In North Dakota, which has a budget surplus, Gov. John Hoeven recommended a 16 percent increase in state general fund spending for the Extension Service at North Dakota State University, to $21.5 million. The Senate has passed a bill with $21.4 million in general fund spending. The House is still debating the bill.

Ohio allotted about $26.3 million in 2008 for the Ohio State University Extension program. Gov. Ted Strickland’s plan would scale back funding to $21 million in fiscal 2010 and just under $20 million in 2011.

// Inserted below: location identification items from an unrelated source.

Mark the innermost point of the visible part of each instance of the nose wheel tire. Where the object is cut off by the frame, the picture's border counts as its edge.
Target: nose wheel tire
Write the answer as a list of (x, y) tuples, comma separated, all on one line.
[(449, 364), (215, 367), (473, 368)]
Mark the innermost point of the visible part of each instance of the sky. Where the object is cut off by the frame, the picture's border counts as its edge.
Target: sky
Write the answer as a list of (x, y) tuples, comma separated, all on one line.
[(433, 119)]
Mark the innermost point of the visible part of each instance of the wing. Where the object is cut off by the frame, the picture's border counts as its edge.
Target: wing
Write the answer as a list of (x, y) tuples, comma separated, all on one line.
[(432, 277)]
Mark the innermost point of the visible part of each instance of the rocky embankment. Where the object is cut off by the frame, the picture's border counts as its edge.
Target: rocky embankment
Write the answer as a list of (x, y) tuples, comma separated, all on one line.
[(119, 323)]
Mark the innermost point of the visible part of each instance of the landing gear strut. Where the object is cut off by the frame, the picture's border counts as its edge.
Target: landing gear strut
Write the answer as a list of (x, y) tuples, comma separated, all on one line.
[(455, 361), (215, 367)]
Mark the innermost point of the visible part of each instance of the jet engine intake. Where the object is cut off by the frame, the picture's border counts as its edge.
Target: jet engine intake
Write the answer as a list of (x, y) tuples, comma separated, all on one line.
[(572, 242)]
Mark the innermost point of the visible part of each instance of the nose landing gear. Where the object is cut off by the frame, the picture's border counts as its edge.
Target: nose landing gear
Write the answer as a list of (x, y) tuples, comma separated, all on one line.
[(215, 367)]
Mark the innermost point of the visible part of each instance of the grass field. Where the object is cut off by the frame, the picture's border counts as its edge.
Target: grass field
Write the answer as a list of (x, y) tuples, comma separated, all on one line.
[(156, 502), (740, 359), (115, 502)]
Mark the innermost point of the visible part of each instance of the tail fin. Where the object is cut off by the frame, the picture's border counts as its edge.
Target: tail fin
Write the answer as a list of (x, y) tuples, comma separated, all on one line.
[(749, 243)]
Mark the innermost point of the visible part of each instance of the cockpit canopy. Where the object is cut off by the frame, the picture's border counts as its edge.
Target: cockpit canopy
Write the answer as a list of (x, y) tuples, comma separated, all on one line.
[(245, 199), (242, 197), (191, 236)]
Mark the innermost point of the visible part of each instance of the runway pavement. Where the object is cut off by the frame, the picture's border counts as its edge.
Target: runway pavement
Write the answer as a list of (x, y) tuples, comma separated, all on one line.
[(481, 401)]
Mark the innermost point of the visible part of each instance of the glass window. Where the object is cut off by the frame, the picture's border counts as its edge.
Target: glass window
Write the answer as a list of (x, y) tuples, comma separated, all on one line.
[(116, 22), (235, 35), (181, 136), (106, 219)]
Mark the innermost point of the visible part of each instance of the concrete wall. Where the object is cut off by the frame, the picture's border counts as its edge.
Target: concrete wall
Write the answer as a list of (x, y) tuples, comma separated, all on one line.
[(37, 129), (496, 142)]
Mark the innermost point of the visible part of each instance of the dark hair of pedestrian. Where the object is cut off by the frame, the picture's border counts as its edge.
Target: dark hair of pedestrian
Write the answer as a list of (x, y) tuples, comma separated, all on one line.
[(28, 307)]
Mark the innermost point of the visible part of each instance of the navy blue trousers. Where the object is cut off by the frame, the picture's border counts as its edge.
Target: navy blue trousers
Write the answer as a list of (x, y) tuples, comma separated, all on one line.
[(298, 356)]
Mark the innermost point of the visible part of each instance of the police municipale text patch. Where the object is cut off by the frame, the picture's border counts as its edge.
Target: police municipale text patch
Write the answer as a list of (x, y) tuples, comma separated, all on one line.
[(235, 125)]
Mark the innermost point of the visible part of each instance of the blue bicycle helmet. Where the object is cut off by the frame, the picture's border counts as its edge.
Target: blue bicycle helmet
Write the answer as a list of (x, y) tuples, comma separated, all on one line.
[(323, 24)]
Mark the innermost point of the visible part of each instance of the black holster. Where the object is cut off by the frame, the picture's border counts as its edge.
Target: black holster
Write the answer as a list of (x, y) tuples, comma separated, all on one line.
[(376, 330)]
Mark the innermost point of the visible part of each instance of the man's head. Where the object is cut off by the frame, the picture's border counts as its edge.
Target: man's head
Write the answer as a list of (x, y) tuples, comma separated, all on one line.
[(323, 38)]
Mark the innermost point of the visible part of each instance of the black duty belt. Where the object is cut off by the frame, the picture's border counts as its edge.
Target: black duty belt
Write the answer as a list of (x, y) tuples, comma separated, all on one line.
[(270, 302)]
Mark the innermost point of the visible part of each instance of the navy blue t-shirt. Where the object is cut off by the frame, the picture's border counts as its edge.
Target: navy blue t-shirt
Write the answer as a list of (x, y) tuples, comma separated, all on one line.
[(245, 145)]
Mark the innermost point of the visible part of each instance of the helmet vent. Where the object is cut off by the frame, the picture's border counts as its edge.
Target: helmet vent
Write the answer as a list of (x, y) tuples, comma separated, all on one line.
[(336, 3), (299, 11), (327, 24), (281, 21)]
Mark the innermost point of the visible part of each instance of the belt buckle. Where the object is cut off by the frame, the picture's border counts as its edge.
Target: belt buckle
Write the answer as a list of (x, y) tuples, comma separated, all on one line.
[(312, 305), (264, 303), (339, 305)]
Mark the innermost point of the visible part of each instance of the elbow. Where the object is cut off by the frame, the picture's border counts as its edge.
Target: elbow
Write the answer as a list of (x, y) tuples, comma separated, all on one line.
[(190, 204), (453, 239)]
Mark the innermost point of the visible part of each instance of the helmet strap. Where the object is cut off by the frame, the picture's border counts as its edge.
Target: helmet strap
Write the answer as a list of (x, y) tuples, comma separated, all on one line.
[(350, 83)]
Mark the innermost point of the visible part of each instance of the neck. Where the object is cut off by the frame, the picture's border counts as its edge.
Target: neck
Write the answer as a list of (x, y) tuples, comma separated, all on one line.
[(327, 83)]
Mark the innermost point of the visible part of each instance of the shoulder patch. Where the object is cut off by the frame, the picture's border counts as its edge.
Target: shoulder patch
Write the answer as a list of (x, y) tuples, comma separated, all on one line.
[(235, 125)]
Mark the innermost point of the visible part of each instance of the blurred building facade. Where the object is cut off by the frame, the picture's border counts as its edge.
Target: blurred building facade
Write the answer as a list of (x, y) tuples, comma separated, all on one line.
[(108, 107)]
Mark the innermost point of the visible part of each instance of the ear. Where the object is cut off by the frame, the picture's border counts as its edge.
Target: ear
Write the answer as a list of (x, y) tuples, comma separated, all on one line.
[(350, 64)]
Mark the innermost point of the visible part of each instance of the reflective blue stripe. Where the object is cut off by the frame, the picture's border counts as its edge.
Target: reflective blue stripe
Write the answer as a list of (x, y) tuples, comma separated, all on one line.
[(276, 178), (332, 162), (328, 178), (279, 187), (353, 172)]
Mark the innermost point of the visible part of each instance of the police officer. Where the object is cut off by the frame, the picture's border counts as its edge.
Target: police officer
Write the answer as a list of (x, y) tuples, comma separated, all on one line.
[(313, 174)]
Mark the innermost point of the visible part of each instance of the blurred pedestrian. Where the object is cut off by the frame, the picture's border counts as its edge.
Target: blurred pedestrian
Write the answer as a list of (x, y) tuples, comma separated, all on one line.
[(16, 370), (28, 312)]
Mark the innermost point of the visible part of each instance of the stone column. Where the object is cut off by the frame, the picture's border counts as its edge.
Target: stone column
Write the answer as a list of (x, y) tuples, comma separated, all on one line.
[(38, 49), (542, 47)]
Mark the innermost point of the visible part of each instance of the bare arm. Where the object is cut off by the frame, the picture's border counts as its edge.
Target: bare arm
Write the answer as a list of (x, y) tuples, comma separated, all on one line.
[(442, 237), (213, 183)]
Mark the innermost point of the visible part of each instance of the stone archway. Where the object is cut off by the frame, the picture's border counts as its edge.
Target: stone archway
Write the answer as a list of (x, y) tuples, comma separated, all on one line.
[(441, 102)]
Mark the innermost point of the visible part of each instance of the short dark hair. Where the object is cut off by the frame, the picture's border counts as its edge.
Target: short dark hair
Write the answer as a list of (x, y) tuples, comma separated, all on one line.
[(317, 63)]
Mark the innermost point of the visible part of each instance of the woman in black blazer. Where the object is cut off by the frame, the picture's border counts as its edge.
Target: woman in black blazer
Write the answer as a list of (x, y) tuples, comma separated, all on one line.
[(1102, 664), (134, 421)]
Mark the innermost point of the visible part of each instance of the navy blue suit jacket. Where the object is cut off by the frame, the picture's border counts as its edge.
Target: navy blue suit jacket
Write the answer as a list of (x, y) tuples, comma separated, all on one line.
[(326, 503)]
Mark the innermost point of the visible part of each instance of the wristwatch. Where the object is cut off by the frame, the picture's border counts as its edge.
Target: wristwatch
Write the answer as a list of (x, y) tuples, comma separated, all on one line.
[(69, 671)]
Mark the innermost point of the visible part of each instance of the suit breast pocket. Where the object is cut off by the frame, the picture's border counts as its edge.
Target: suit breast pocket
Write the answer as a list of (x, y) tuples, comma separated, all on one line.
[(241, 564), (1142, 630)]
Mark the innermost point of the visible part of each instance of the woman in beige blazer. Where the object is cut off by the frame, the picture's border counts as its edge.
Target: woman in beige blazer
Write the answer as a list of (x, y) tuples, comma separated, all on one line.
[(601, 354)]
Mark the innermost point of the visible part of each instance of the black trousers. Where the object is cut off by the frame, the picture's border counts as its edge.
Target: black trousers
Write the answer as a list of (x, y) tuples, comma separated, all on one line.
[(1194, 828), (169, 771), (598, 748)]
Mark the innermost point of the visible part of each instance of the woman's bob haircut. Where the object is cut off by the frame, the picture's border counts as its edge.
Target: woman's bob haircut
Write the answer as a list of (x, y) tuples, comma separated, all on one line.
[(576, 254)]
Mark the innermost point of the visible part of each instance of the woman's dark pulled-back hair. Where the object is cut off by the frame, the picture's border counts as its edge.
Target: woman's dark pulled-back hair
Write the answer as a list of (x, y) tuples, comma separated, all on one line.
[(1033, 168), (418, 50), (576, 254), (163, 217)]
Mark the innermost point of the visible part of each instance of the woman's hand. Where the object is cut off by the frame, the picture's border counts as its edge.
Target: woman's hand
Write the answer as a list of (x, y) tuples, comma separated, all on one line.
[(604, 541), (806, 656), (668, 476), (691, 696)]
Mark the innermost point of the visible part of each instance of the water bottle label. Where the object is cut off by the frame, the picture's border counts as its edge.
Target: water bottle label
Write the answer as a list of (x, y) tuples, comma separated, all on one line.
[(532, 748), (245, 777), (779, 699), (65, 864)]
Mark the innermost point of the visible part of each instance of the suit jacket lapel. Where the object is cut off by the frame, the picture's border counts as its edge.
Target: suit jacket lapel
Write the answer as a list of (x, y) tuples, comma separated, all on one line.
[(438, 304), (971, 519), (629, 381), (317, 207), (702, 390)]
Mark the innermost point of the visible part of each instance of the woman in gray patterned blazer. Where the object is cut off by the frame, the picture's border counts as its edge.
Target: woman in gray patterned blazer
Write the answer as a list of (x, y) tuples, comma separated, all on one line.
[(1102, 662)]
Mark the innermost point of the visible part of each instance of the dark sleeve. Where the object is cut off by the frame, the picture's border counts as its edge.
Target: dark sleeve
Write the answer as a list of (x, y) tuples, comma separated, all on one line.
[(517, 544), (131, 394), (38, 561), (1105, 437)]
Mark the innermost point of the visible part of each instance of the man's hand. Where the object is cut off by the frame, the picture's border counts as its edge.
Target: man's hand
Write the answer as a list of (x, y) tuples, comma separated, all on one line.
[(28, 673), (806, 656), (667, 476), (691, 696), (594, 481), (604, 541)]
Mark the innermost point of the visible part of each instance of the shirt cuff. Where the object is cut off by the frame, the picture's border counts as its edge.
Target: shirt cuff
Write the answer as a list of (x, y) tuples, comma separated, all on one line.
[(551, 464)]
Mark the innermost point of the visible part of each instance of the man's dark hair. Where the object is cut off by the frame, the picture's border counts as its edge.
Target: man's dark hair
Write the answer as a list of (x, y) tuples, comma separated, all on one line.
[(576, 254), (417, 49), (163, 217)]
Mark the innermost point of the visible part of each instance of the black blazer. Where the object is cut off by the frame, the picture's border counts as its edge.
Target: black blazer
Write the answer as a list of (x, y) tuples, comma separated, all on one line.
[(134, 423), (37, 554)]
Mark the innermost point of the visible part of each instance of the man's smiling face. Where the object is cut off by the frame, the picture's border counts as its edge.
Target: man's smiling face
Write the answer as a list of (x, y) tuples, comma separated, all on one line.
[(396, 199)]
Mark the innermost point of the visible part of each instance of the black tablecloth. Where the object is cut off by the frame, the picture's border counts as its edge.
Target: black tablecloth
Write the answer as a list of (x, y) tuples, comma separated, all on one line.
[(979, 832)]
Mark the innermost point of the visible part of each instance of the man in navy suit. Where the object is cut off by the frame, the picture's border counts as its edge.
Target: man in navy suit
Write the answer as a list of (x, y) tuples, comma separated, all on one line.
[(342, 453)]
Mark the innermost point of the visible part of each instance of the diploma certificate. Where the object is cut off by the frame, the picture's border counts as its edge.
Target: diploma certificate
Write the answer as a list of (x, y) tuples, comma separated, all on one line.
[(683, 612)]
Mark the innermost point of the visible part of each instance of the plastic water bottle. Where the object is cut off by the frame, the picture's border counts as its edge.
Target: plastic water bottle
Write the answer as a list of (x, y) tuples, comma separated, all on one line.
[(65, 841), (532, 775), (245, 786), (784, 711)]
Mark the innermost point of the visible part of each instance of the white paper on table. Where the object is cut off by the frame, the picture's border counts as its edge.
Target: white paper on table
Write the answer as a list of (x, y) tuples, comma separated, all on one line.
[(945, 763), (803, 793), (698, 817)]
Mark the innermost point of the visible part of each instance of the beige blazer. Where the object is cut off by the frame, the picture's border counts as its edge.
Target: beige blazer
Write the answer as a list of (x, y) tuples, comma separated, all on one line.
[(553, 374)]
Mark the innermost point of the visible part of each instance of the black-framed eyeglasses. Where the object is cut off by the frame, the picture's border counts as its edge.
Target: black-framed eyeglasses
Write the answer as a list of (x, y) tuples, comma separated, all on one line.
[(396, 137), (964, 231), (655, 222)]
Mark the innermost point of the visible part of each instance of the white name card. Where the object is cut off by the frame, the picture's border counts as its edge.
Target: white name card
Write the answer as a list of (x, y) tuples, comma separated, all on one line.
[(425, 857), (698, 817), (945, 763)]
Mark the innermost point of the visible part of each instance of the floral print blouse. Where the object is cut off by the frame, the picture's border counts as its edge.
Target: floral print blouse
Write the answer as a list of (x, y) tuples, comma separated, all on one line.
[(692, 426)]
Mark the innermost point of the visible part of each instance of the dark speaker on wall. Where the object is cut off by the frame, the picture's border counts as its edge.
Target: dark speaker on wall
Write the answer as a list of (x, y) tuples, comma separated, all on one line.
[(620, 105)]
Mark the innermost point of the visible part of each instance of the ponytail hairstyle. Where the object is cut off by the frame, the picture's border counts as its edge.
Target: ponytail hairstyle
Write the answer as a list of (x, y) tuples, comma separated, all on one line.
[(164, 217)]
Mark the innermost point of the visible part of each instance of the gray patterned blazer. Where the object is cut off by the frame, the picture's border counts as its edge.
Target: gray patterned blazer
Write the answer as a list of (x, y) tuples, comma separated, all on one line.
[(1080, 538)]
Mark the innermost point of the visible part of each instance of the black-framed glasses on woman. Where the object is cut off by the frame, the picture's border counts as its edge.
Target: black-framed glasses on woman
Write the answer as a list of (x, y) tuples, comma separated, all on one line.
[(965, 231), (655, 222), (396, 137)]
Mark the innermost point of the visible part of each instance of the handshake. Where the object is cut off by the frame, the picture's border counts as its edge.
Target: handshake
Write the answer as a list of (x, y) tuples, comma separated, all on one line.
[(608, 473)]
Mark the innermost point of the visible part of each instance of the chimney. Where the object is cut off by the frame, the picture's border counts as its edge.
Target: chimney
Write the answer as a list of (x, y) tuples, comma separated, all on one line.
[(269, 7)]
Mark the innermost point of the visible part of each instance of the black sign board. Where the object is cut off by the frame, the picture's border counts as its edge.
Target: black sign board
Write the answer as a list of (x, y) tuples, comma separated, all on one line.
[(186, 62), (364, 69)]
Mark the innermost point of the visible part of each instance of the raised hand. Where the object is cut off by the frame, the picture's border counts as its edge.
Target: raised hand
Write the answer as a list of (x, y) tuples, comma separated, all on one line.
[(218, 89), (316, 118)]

The extension office announced this week that it is cutting 22 of its 235 county educator jobs after two funding reductions. It’s also restructuring its staff and eyeing more layoffs under proposed budget cuts.

With a similar reorganization and funding drop in Minnesota in 2003, many unhappy clients found it difficult to adjust to having less one-on-one service from field agents, said Bev Durgan, dean of extension at the University of Minnesota.

Minnesota is facing another round of proposed cuts, as is economically hard-hit Michigan, where Gov. Jennifer Granholm wants to combine extension and agriculture research budgets and proposes cutting the total funding by half, from $64 million to $32 million.

At Louisiana State University Agricultural Center, officials expect to lose more than 100 extension instructors and staff under Gov. Bobby Jindal’s proposed budget.

“The public has really relied heavily on their parish offices being the door to solutions to local issues,” especially as they rebuild their lives in areas ransacked by hurricanes, extension Director Paul Coreil said. “I think then they’re going to say, ‘What happened?’”

In Ohio, Jay Begg, 51, a farmer in Allen County, has relied on his local extension for everything from pesticide training to leadership skills as a child growing up in the 4-H program.

“I think it’s going to be harder, especially for the guy like me, the part-time farmer or the beginning farmer who has more questions,” he said. But the prevalence of other information sources may make the extension less important than it once was, he said.

That theory doesn’t fly with Tim DeHaven, 62, who co-owns two garden centers in Allen and Hancock Counties and says he regularly contacts the extension for help.

“People like us, we can’t replace what these people do for us,” he said.

The closing is also bad news for the increasing number of residents seeking help with moneysaving projects like canning.

“The unfortunate thing is, at a time when we’re in economic straits, when we are needed more than ever, we’re not going to be able to do the same services, at least not this year,” Allen County extension director Nancy Recker said.